Dans ce nouvel épisode, nous accueillons Nathalie Richard, actrice devant la caméra et comédienne sur les planches depuis plus de 40 ans, habitant le cinéma français et d’ailleurs à travers plus de 60 films, ayant collaboré avec des cinéastes aussi différents que Jacques Rivette, Bertrand Mandico, Catherine Corsini et Mickael Haneke. Cette cinéphile enthousiaste et généreuse nous plonge dans un cinéma d’antan, entre le  Zero de conduite de Vigo, le **Gertrud  de Dreyer, ou encore les danses aériennes de Fred Astaire. Elle nous raconte l’enfance d’un cinéma qui l’habite toujours, tel des spectres, en faisant résonner ensemble des films comme Le Colonel Chabert de René Le Hénaff avec le Memoria d’A.Weerasethakul, et bien d’autres encore.

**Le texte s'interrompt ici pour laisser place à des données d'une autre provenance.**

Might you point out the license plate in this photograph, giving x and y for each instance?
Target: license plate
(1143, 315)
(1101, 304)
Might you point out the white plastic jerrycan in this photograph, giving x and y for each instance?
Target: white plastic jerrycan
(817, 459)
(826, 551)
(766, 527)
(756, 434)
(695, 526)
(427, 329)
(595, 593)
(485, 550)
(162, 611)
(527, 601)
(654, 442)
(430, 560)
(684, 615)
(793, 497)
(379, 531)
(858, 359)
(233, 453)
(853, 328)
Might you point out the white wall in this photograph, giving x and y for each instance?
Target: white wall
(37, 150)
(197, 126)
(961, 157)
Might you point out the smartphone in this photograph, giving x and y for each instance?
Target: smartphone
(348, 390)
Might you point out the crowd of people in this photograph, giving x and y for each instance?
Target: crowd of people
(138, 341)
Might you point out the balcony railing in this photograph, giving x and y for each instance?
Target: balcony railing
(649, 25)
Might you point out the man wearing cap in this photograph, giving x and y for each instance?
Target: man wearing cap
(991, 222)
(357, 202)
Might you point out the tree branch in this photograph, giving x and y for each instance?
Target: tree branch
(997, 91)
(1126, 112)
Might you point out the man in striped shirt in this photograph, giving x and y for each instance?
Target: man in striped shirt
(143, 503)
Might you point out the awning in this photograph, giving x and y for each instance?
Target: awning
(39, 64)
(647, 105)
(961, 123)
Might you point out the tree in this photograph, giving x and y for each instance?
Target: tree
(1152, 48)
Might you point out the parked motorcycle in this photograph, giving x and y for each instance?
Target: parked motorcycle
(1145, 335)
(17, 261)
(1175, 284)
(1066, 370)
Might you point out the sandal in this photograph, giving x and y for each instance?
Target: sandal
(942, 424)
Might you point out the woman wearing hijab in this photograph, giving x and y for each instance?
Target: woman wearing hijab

Enfin, attachée aux voix du cinéma et à la pensée qui y est liée, elle nous parle des voix qui la guident dans son métier d’actrice autant que dans son plaisir de spectatrice - et qui ont marqué d’une manière ou d’une autre l’histoire du cinéma : d’Orson Wells à James Mason, en passant par Ingrid Bergman et Delphine Seyrig.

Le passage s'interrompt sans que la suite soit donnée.